Sat Dec 6, 2014, 01:33 PM
Dec 2014

And if the people don't like it, there is always a need for shoveling snow in Siberia.

Igel

(35,309 posts)
4. I don't like calling Russia a dictatorship.
Sat Dec 6, 2014, 01:57 PM
Dec 2014

It's somehow too strong and too weak all at the same time.

Putin doesn't dictate a lot of things. There are large areas that traditional dictatorships regulate and rule in that Russia doesn't seem much to care about. At the same time, there are things that Putin seems to care about that dictatorships have typically ignored.

Dictatorships are very often at odds with a majority of the population, or at least a large minority that needs to be oppressed.

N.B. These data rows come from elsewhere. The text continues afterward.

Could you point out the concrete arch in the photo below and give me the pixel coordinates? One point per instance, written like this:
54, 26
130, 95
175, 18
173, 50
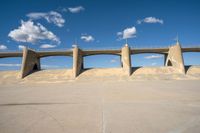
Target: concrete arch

In Russia, the majority of the population is not only in sync with Putin, but in many cases has actually been more into command and control.

I think of Russia as parroting China. The Chinese dictatorship has led to an era of increased openness and Putin is doing the same. The economy may be largely under state control so that the state can continue to push its development and enrich cronies in blood and in the faith, but the state is mostly interested in the conjoined twins of culture and politics. It plays to a conservative kind of traditional culture ("nationalism&quot in which there are outside foes (xenophobia) while linking the outside foes and internal cultural innovators with disorder and chaos (pro-order). Nobody likes crimes, corruption, and chaos, and Russian polls have returned the results that a broad spectrum of Russian society prefers social order to democracy.

Putin has actually said that people can economically do what they want, he just wants them to stay out of politics. Only in the last 6-7 years have culture laws been promulgated and history been un-re-revised. The separation of culture and politics that happened in late Soviet times is being undone. That is one thing that people in the West and even in Russia have noticed.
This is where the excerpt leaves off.